Above we've got a larger photo on the mainboard and two different perspectives on the CPU socket. There's plenty of room around the socket—heatsink clearance is not a problem—but the mounting hole near the northbridge-mounted heatpipe is annoyingly hard to reach when attaching standard heatsinks.

 

Save for that one annoying tight spot, CPU mounting is a cinch. The entire board uses solid-state capacitors—it's been seven years since Taiwanese manufacturing defects led to an epidemic of unexpected motherboard failures, but solid capacitors have become a marketing bullet point meant to convey superior construction.

 

 



Above, it's all hot southbridge action. From the left we have the board's Gigabyte-branded SATA controller (actually made by JMicron), the southbridge's modest heatsink, and the single IDE port. Above middle shows how the curved SATA ports allow for longer, higher-end GPUs without blocking or interfering with the SATA cables themselves. Finally, there's the NEC USB 3 controller just to the left of the northbridge and above the first x1 PCIe slot.

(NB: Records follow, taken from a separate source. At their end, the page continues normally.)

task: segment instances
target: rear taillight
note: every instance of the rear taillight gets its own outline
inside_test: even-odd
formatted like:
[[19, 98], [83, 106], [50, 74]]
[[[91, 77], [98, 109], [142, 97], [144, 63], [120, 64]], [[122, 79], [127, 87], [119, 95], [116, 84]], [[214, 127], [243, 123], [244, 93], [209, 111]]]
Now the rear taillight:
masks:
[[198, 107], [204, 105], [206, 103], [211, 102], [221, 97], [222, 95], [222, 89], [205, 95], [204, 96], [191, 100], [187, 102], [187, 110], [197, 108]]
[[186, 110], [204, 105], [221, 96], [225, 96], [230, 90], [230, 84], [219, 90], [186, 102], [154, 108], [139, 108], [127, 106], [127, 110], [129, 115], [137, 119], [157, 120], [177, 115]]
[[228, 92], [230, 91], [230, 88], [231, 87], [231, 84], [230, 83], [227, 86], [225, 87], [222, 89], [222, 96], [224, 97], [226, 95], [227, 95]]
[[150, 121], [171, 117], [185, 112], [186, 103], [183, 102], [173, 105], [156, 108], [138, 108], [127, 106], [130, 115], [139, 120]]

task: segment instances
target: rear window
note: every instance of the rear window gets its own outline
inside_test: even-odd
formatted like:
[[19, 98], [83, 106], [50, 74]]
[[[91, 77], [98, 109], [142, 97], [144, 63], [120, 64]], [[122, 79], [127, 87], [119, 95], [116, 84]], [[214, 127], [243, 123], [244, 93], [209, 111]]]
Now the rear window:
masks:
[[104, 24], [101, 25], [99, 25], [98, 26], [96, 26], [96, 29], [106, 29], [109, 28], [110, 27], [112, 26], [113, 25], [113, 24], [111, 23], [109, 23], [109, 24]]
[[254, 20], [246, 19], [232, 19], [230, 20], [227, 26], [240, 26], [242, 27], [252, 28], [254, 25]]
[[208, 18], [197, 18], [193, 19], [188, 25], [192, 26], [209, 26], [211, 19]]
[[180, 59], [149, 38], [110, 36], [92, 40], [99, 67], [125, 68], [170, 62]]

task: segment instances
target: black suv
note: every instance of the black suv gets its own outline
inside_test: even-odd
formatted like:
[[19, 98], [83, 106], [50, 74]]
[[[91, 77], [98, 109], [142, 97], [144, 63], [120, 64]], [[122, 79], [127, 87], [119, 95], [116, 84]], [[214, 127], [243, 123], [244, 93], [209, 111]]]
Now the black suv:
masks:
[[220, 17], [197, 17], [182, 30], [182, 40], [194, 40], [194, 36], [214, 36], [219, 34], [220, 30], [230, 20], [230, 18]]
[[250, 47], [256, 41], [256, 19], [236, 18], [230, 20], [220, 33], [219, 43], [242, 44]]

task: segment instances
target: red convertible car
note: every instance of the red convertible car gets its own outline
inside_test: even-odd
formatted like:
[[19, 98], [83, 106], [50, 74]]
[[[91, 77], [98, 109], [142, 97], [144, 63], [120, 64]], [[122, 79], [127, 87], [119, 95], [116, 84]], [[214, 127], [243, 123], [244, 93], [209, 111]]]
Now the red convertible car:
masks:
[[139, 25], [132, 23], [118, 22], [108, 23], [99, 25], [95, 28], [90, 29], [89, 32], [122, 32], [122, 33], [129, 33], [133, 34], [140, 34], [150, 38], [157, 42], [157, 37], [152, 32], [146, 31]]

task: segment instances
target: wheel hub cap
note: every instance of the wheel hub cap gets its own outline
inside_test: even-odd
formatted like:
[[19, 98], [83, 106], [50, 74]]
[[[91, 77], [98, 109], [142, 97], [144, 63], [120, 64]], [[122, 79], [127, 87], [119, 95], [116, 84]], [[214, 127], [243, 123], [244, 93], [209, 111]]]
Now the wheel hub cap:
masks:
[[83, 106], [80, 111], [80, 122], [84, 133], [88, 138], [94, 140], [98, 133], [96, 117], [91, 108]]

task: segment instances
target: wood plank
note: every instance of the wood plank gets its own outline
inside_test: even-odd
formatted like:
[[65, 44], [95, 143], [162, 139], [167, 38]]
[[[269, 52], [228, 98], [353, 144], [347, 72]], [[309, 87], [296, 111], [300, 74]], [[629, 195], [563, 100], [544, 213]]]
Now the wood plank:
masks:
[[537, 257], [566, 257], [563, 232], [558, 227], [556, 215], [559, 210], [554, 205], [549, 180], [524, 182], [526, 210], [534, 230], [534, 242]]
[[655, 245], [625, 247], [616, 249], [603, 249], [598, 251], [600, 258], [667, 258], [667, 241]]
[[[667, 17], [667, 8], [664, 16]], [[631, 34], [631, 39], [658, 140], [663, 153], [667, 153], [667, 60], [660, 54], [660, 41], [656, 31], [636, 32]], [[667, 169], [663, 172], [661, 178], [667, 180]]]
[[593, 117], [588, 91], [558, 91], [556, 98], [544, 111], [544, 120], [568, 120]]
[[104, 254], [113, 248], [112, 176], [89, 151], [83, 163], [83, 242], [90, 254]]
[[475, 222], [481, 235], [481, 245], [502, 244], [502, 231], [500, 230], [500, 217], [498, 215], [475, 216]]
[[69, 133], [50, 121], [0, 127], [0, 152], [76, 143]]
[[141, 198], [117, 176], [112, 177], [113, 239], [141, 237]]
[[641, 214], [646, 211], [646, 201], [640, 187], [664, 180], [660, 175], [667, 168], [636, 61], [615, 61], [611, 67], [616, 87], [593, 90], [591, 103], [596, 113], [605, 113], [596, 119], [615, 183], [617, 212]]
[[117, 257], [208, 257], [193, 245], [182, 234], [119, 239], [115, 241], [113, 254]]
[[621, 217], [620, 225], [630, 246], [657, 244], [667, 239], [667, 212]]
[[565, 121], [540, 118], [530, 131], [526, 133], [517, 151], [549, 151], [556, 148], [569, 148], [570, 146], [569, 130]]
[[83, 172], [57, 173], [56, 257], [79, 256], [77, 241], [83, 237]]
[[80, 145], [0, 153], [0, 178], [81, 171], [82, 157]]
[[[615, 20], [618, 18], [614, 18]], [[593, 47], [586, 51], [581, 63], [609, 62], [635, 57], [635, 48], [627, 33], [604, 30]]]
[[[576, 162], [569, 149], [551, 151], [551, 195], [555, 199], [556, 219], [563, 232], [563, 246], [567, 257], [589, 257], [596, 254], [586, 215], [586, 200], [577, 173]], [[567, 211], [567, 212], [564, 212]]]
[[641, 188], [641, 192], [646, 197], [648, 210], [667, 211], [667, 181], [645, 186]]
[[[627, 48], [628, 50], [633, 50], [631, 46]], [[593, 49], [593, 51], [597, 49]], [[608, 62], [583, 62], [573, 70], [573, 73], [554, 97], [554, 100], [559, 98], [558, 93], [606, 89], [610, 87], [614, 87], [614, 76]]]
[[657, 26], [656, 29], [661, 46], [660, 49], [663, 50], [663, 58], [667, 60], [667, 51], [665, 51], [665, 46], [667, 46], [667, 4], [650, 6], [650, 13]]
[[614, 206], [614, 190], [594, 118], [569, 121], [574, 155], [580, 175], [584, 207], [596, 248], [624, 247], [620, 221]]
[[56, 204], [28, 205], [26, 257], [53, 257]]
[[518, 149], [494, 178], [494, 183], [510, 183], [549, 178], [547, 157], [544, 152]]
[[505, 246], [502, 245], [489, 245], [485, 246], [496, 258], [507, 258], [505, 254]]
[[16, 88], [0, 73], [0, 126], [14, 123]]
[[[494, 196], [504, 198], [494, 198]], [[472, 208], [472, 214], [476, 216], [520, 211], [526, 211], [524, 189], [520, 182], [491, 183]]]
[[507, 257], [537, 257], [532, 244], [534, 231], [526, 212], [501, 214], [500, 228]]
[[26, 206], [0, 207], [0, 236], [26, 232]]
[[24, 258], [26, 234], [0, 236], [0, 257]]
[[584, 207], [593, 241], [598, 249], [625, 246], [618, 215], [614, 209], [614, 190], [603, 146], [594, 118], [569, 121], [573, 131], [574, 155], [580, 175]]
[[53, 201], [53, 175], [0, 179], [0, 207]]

With three separate drive controllers, it's important to know which chip controls which ports. The blue ports—ports 0-5—connect to the Intel ICH10R. The first set of white ports from the right (ports 6 and 7) connect to the Marvell 9128 SATA 6G chip. Finally, the last two ports, 8 and 9, are handled by the Gigabyte SATA2 chip.

Taken as a whole, the layout works quite well for us. There aren't any surprises, but there aren't any random oddities from overenthusiastic northbridge coolers or ports jammed in odd places, either.